I don't mean it as a criticism, since a lot of movies have the same basic plot structure, and it's the details, the characterization, the jokes (if there are any) that distinguish a lot of films. For whatever reason, it stood out particularly here, but whatever. The story is fine, the whole message about recognizing prejudices and confronting them is nice. Although we only see one weasel, and he's a thief and bootleg DVD retailer, so the film doesn't exactly paint a positive portrayal of them.

I was pleasantly surprised at how often I laughed. The ideas behind all the accommodations for the different species, the opportunities that offered for sequences set in different locations. Like, I really enjoyed Officer Hopps chasing the weasel thief into the shrews section of town. Trying to keep buildings from toppling, using a train like a skateboard. The water buffalo police chief's delivery of lines, especially when he talks about how he doesn't care about whatever it is he doesn't care about. It's such a deadpan delivery, I can't tell if it amuses him, or he really doesn't care. And I just got around to looking up the cast, that was Idris Elba, OK, makes sense, he's a good actor. A decent ratio of the jokes playing off what we perceive as the personality traits of the different animals landed.

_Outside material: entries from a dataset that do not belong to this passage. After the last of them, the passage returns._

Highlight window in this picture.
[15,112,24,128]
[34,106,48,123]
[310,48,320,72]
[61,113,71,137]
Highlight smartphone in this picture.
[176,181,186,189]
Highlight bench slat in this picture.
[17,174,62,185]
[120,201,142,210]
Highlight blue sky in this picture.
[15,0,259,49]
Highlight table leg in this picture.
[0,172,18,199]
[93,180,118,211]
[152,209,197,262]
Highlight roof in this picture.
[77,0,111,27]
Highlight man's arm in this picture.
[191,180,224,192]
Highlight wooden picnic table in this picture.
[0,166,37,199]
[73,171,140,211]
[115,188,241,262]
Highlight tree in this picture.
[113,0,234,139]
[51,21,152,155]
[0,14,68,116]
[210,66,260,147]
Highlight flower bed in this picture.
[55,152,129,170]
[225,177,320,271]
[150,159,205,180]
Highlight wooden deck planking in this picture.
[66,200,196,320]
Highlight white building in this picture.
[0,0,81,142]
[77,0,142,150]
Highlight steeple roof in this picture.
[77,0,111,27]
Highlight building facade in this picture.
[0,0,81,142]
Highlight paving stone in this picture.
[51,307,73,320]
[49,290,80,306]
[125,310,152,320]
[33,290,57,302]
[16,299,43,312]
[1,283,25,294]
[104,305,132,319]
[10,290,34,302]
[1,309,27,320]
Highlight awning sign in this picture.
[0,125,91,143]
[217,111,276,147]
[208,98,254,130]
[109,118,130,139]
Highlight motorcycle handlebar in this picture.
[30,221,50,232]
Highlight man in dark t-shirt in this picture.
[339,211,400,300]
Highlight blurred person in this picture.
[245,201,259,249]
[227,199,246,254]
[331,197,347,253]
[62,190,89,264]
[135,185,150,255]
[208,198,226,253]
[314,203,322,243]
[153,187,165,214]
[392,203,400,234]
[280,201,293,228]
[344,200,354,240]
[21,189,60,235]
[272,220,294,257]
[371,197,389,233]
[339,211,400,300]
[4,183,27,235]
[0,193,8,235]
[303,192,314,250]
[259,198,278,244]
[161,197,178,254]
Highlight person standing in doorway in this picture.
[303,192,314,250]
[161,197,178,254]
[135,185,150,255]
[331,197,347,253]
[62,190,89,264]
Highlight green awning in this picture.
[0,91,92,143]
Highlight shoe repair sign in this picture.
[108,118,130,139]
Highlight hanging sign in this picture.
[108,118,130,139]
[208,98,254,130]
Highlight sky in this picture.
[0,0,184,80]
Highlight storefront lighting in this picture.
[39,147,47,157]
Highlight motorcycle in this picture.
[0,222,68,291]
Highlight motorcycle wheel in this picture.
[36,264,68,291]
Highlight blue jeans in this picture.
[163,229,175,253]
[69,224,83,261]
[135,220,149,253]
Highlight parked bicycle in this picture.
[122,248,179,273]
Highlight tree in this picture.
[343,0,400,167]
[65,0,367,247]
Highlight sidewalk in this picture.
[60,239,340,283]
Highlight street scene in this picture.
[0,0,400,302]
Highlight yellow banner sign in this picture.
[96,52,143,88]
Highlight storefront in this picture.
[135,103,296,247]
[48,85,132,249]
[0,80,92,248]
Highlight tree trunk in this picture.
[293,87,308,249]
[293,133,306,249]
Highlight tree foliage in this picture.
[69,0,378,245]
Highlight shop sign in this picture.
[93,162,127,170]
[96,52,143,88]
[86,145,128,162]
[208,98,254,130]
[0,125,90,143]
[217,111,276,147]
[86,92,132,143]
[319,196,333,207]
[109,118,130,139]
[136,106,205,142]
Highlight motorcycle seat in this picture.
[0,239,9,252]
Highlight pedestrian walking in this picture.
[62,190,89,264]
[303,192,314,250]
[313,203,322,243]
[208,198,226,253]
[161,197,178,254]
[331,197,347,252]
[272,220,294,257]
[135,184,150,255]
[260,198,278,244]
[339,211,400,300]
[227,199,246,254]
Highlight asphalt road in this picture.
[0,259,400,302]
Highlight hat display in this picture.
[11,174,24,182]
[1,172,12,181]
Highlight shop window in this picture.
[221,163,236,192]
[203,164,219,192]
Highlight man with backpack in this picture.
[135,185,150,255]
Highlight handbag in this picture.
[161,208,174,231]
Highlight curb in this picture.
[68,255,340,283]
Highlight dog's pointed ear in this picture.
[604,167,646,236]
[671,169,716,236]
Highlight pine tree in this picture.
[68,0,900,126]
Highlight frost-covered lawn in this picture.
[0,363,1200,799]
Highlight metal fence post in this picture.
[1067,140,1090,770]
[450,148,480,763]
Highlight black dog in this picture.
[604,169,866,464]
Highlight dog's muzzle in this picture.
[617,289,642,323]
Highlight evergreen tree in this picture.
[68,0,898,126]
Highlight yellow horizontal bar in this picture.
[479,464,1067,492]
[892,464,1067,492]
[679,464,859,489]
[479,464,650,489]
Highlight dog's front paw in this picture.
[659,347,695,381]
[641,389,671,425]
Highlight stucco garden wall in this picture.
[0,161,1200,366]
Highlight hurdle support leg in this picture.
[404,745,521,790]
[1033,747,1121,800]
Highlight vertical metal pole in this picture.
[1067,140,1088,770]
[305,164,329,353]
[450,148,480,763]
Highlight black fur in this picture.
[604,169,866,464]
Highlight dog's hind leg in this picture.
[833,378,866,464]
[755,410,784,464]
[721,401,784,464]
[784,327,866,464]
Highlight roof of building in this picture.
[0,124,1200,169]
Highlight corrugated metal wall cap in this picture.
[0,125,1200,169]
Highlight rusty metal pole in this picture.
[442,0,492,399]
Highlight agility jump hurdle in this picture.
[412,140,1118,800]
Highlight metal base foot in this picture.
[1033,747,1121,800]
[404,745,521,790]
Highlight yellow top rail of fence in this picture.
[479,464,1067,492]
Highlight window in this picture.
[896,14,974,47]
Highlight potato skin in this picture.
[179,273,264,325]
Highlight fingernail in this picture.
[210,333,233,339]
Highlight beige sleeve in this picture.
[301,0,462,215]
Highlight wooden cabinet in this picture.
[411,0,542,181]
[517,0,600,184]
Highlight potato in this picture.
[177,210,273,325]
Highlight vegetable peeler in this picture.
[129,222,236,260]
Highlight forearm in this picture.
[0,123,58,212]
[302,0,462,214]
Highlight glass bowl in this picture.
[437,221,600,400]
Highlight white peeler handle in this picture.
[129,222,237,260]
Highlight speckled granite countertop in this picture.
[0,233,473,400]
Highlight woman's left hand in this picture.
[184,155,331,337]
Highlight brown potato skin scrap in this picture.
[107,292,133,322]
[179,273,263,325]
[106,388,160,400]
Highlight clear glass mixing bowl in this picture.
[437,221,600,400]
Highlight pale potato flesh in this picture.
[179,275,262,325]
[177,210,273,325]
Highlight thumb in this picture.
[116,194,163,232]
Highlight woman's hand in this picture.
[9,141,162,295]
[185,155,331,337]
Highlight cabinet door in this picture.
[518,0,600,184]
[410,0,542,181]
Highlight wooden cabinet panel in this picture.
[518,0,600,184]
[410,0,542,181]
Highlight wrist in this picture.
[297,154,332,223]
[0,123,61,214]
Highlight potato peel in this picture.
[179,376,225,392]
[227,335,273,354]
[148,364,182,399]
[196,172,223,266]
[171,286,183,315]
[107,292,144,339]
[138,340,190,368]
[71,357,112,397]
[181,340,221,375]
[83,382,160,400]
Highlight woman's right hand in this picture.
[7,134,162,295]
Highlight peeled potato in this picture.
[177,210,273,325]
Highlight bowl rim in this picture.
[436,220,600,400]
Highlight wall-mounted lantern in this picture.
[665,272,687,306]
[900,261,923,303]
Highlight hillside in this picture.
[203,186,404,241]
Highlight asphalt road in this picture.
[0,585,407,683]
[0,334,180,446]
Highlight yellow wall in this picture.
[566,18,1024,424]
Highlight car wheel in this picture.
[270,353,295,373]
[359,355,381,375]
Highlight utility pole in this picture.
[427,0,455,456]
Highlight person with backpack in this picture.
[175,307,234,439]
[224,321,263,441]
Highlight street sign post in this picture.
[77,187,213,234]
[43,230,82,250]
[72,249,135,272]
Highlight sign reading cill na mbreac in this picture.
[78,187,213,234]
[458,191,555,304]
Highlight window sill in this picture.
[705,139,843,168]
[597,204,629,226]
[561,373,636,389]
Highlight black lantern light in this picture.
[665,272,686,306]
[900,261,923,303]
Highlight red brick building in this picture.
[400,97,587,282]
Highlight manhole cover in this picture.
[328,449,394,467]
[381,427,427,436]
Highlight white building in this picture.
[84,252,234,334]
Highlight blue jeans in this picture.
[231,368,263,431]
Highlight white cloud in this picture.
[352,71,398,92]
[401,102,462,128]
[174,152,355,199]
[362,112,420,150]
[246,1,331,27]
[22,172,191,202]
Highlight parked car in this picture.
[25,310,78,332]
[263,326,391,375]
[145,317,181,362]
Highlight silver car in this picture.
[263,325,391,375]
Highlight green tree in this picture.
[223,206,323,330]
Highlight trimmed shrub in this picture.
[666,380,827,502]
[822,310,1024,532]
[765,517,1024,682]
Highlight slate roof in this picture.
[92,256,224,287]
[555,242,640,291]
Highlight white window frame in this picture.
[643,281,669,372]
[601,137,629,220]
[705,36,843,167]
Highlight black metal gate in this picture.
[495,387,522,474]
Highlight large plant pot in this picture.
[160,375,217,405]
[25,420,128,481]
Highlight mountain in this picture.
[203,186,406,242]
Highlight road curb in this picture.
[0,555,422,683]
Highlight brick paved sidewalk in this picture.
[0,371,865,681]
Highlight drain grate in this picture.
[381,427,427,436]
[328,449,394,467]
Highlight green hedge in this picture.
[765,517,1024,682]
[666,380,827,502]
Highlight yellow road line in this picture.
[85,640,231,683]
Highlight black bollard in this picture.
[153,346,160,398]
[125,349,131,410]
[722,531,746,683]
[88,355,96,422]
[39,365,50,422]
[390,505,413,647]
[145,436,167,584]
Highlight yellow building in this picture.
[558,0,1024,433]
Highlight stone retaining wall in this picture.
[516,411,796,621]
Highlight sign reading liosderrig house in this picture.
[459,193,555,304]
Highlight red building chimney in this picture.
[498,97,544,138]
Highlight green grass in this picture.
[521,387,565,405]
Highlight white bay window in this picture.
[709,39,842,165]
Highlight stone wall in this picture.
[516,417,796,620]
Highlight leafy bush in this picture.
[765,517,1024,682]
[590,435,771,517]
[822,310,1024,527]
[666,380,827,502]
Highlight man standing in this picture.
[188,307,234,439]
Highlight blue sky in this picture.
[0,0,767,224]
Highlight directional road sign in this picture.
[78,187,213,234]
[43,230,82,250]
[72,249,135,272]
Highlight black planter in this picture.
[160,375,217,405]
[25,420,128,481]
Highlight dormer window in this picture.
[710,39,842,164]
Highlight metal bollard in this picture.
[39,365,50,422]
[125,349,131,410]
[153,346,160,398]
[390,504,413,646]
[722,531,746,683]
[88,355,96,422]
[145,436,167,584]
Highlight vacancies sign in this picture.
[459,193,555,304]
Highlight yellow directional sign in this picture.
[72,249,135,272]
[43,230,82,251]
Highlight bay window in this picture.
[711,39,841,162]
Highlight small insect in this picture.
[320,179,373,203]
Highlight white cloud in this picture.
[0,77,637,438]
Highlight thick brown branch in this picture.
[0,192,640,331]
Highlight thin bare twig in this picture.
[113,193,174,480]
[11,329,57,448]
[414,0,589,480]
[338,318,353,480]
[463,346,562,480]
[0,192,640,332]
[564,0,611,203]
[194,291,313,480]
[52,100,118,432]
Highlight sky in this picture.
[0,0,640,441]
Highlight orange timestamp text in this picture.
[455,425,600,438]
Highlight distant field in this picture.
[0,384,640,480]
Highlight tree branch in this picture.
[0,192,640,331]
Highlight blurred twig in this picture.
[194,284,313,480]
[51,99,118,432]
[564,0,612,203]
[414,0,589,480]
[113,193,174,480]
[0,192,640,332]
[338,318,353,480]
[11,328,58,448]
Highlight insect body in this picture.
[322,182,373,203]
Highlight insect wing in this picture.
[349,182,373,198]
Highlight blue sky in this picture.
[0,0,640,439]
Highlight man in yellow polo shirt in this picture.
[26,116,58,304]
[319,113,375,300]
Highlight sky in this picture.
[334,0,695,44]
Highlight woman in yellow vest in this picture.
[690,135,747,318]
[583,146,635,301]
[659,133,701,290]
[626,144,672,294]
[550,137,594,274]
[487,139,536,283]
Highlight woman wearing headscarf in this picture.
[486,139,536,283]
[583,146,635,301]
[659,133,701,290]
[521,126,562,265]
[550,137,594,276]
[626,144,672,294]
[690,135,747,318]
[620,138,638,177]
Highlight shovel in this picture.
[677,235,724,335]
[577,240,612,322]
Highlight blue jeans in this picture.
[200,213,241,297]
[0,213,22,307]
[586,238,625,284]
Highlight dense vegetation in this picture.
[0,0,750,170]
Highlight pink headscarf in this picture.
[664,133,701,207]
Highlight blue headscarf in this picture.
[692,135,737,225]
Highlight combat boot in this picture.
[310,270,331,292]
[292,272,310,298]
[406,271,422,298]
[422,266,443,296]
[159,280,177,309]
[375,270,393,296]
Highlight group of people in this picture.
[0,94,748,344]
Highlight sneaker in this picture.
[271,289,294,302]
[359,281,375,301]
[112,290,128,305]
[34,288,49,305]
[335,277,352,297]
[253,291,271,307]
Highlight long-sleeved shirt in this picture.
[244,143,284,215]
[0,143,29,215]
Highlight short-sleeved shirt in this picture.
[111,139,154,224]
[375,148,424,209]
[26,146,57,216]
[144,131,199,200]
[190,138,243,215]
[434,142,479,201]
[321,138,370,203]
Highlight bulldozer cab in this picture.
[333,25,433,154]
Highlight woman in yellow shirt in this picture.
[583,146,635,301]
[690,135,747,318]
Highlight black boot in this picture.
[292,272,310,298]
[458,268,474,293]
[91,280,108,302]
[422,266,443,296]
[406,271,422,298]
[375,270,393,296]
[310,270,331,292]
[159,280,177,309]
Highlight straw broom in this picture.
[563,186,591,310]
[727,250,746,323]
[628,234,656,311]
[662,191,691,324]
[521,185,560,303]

The antagonism between Judy and Nick early in the film was good for a lot of laughs. Each character trying to get one over on the other constantly. Judy's able to get Nick in a bind where he has to help her, so Nick then does whatever he can to waste her time and make her suffer (which is where the scene with the sloths that run the DMV comes in. That ran too long for my tastes.) So then Judy uses Nick's need to get that recording of him admitting to crimes to give her a pretext to enter a locked facility.

The way the carrot pen recorder keeps coming back into play over the course of the film was a nice touch. It's the Chekov's Gun of the movie, but it keeps getting used throughout, rather than getting shown once, then vanishing until the climax. I don't know if that was done with a younger audience in mind, where they wanted the kids to remember it, or if they were thinking that by showing it repeatedly, it would lose significance in the audience's mind. It can almost drift into the background, while we focus on the can of fox repellent spray Judy's mom gave, and which Judy had been carrying throughout. The film has hinted towards it a couple of times, even gave Judy a bad run-in with a bully where she could have used it as a kid in her backstory, and it doesn't wind up being used. Instead it's the more nondescript tool that turns the tide.

So, yes, Zootopia was more entertaining than I expected. Hooray!